Mr. Berlusconi first came to power in 1994, after a huge bribery scandal that brought down the established political order, in which the Christian Democrats, Socialists and Communists for decades presided over a jobs-for-votes system that helped build up the public sector. Since returning to power in 2001, Mr. Berlusconi has largely kept that time-honored system intact, analysts say, but replaced the old political order with the parties in his coalition. For every concession to the Northern League, which backs Mr. Tremonti and is intent on keeping tax revenue local, Mr. Berlusconi also had to throw a bone to the poorer south.

Even after a wave of privatizations in the 1990s, Italy’s economy is still largely connected to the public sector, especially in lucrative areas like infrastructure and health care, and such contracts depend on good connections with the government.

“This system used public spending as compensation, as a tool in the mediation of conflicts between interests,” Mr. Micossi said. “It also crushes market stimulus,” he added. “These state subsidies are the kiss of death, and nothing moves.” They also helped drive up Italy’s public debt, which rose from 109 percent of gross domestic product in 2001 to 120 percent today. (The center-left was in power from 2006 to 2008.)

“Berlusconi’s majority reflects an Italian electorate that has not internalized” free-market principles, said Carlo Secchi, an economics professor and a former president of Bocconi University in Milan. “So you can do certain things to move in this correct direction only if there’s a big threat that comes from outside.”

This week, the Italian news media reported on a letter from the president of the European Central Bank, Jean-Claude Trichet, and the governor of the Bank of Italy, Mario Draghi, to the Berlusconi government, recommending that Italy undertake significant structural changes, including liberalizing state industry and making the labor market more flexible.

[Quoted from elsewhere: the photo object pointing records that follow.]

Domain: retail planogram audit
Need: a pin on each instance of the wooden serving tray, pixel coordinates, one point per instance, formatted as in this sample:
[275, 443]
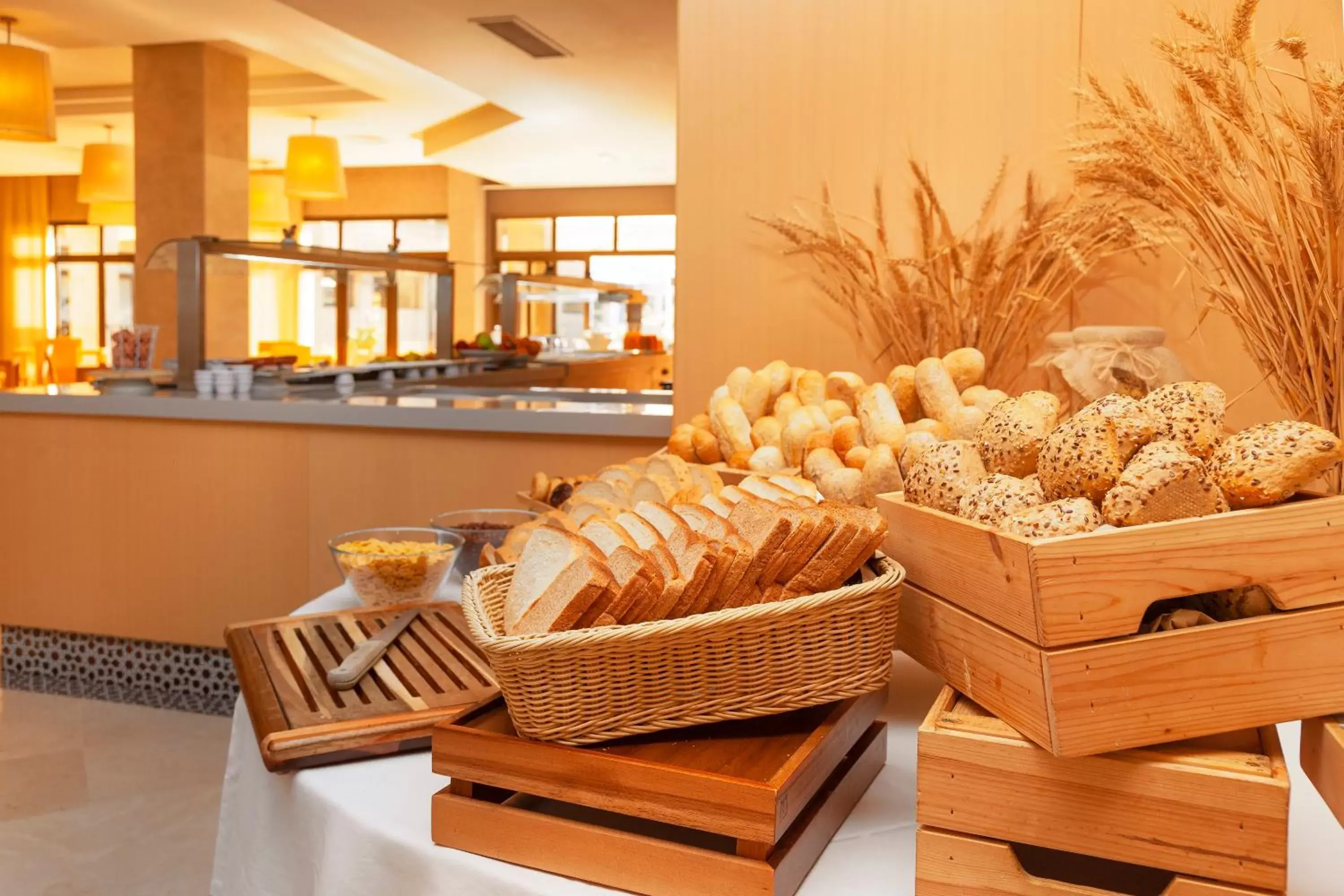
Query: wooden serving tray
[949, 864]
[433, 672]
[1323, 759]
[1137, 691]
[1086, 587]
[736, 808]
[1213, 808]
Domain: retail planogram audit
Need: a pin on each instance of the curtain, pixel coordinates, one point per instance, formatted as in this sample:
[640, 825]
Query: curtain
[23, 268]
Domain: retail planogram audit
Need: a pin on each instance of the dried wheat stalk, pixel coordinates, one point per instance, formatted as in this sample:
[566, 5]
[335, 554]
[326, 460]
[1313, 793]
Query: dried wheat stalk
[990, 287]
[1245, 172]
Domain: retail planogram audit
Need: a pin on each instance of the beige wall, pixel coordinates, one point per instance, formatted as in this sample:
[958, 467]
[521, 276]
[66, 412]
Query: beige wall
[779, 97]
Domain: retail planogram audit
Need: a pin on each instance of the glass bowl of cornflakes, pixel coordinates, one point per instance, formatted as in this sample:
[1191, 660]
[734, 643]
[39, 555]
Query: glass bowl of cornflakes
[396, 566]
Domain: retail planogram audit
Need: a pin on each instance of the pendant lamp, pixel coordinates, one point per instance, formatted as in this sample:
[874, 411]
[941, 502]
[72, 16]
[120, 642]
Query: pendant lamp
[27, 96]
[108, 174]
[312, 167]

According to news reports, the proposals the government is discussing include raising the retirement age for women to 65 immediately, rather than gradually, cutting aid to local governments and increasing property taxes on second homes. In 2008, Mr. Berlusconi won re-election with a campaign that promised to remove property taxes on first homes — and did. Reversing that would help state coffers, but would be a significant political defeat.

Few Italians have confidence in Mr. Berlusconi’s ability to deliver. As Rocco Paradiso waited in line at a post office in downtown Rome, he said he did not have high hopes. “For the past three years the Berlusconi government hasn’t done anything,” Mr. Paradiso said, adding, “Not that previous governments did much more.”